From a neutral’s point of view I understand the fans vitriol, the performance was terrible and like I’ve already mentioned I knew within the opening minutes that Clyde weren’t good enough to beat a side only two points above them in the league.
The torrent of abusive the manager had to injure from the supporters gave him no option but go. The remarks hurled in his direction were quite abusive and obviously everyone sitting in the stand got to here every word. The language used was very strong so I don’t want to replicate those remarks within this post.
The funny thing is though, the stewards didn’t bother having a word with anyone, telling them to calm down and curb the language, if fact they probably didn’t notice. You see their attention was drawn towards someone else, a Geordie lad sitting quietly alone in the stand, all eyes on him throughout the game, ready to pounce on him if he dared to continue with his “erratic behaviour”




Matchday stats
CFC 1(Sawyers 55p) EFFC 3(McManus 9,68 Linn 80)
att.635
admission £12

4 comments:

Simple Pieman said...

Erratic? You sir? No Sir Not you Sir!

iLL Man said...

Aye! Can tell from the photo that yr bein scoped by the Cosack and his pal. I think as long as yr shooting during the game, they don't mind. Sadly, there are less folk at Broadwood than at some Junior matches, but because it's all seated, they don't like people doing anything other than sitting watching the game, going to the toilet or buying food. They certainly get most confused and very upset if you start walking about and taking snaps, even at half time.

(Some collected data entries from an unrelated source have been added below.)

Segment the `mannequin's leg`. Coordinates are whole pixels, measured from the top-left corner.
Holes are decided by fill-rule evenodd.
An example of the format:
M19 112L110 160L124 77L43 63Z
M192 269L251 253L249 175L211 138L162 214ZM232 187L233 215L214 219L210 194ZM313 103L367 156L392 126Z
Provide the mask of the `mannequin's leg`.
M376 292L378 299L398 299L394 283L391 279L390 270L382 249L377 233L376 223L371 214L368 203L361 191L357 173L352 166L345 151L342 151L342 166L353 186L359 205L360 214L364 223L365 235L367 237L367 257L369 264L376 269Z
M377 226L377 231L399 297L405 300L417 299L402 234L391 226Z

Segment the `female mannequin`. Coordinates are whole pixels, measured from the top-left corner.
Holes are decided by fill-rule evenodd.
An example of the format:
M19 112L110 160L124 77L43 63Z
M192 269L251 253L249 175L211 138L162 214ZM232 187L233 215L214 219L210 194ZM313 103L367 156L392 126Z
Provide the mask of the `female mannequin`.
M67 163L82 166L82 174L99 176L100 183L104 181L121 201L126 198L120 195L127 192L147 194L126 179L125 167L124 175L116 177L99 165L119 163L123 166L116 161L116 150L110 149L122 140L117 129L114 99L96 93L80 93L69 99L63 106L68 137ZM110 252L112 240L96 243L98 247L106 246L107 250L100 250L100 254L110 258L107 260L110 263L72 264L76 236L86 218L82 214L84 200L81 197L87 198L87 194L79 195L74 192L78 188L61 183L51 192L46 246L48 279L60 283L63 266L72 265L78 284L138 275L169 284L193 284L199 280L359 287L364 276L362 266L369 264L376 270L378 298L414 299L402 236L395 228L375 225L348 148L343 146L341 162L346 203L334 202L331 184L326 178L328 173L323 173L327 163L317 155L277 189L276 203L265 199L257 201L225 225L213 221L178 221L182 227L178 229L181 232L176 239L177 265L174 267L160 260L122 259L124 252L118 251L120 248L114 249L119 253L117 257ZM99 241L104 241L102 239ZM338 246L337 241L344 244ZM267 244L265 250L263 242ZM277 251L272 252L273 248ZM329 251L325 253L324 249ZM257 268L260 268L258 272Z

For what it's worth, I'm not a fan of Broadwood. Windswept and interesting maybe, but it's the last place any visiting fan would want to go on a cold winter afternoon/evening. Ha! I'm just a bitter Partick Thistle fan and I've never seen us win there.... :)

That stand at the end of the ground is virtually never used and must constitute the most expensive windbreak ever constructed. Sad to see Clyde in their current malaise, but I reckon John McCormack will do ok by them. They'll soon be back in business on the park.

The Smid said...

I had originally planned to visit Partick Thistle on this day, but their match with Inverness CT was postponed due to the Alba Cup.

Anonymous said...

The highest football league ground in Scotland is Airdrie's stadium not Broadwood.